The bottom line: Play with the timer however you like, but use one. It’ll skyrocket the speed at which you complete a task by avoiding Parkinson’s law.

Success doesn’t just happen. You have to be intentional about it, and that takes discipline.

John C. Maxwell

Related article: A beginner’s guide to the Pomodoro technique

8. Other helpful pointers

Along with the above tips, I follow a few other practices which help me make my day efficient.

a. Start and end the day at the same time:

As much as possible, maintain a fixed schedule. When you have a fixed start and end time, you’re mentally prepared to match the work to do with the time in hand. Most people start their day at a specific time in the morning, but what about the time you wind up? Do you believe “Well, it depends on work?”

Occasional extensions are acceptable, but if you cannot finish your work by a specific time every day, you don’t have a workload problem, you have a time management problem. Set a time after which you’ll stop working for the day. It’ll help you prioritize the right tasks.

b. Complete all tasks you set for the day:

Strive hard to complete all the tasks you set for the day. At first, you’ll find it hard. But a few days later, you’ll get into a rhythm. A few weeks later, you’ll have a habit of completing the tasks you wanted to. With time, you’ll know what you can and cannot finish in the time you have each day.

c. Mark tasks as complete as soon as you’re done:

If you don’t have the habit of writing your tasks down, you should. This app helps you record your daily tasks within your browser.

Once you have a list of tasks, cultivate a habit of marking a task as complete as soon as you’re done. Finishing a task provides you with a dopamine rush to get more done.

d. Keep all the required items nearby:

Before starting any major task, keep all the required items nearby.

I have papers, clips, pens, markers, chargers around my desk. That way, I don’t have to step out should I need anything. “What’s the big deal about walking to the next room to get the pen? It would only take 30 seconds.”

The problem isn’t the time spent. When you fetch a pen, your mind loses focus on the task at hand.

e. Lock doors:

Since the last year, working from home has turned into the new norm. If you’re working from home, make a conscious attempt to stay away from distractions. If you work around the TV or in the hall where your family members walk to the kitchen, you’re inviting interruptions. Instead, find an isolated spot, even if it’s a corner in your bedroom, and lock doors when you’re working on important tasks.

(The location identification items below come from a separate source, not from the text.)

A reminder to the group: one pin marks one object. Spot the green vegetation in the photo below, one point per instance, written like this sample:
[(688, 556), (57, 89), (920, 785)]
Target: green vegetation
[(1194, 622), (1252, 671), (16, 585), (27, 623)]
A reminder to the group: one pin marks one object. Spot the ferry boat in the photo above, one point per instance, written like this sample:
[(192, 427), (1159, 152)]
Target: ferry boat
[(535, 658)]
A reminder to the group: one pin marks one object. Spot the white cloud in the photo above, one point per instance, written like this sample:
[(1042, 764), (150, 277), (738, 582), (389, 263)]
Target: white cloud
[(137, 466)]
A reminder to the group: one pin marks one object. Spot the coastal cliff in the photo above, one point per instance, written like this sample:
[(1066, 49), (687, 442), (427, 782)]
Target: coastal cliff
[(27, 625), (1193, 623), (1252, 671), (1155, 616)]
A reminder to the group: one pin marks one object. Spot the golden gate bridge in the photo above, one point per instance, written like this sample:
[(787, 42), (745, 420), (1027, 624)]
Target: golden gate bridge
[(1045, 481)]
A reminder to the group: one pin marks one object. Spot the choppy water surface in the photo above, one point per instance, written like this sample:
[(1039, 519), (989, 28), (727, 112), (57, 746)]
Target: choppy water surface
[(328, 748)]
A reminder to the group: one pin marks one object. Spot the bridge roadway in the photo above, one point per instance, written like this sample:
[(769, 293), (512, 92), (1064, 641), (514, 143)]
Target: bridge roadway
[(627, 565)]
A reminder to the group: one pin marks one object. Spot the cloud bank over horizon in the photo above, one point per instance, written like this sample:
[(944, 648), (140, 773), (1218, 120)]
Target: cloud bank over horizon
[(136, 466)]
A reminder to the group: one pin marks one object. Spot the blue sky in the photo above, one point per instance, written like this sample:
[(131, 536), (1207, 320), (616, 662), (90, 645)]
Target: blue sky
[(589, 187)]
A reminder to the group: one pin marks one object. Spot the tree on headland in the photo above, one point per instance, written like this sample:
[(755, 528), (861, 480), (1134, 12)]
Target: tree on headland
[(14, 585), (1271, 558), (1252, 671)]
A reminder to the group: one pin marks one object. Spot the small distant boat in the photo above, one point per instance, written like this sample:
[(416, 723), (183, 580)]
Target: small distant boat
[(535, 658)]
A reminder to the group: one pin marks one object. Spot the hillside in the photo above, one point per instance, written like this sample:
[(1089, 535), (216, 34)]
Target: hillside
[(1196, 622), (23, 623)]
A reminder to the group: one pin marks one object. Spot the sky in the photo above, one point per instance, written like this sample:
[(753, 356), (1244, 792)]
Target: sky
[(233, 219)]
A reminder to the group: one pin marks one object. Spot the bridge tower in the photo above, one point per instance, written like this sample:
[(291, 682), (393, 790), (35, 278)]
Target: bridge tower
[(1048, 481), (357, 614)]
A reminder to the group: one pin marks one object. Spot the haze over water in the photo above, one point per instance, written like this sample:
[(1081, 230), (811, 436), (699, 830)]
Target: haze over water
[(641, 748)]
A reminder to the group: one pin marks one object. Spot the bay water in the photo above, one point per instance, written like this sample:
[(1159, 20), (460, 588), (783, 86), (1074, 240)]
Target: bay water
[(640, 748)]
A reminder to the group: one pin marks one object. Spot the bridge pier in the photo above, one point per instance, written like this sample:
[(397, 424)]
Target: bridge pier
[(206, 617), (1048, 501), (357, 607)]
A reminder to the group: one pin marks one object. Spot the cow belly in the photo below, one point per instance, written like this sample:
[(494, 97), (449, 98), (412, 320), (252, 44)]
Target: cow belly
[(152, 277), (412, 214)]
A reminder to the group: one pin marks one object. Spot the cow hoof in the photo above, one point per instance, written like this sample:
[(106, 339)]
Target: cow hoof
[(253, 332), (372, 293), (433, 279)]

f. Make daily progress on long term goals:

I ensure I make daily progress on my long-term goals. I have the habit of writing 1000 words daily and learning new styles of writing. Right now, I am working every day on In The Zone, a productivity tool that I’m developing. If I’m short on time, I postpone the routine tasks that I have to work on, not the tasks which aid my long-term goals.

If you decide to work on your long-term goals only when your schedule permits, you’ll never have time for them. Other priorities will consume your day and you’ll find yourself procrastinating the goals you care about.

Conclusion

To make productivity work for you, build a system that suits you. Don’t simply look up tips on the internet and blindly follow them. Even if the advice is written by an expert, their suggestions don’t apply to every person.

Productivity is subjective and only you know your strengths and challenges the best. Do take a look at the tactics others use, but tweak it to your needs. Don’t be afraid to invent techniques that help you get work done faster.

Productivity isn’t about following the most sophisticated ideas and tools. It’s all about finding the simplest ways which help you get more done, faster or effectively.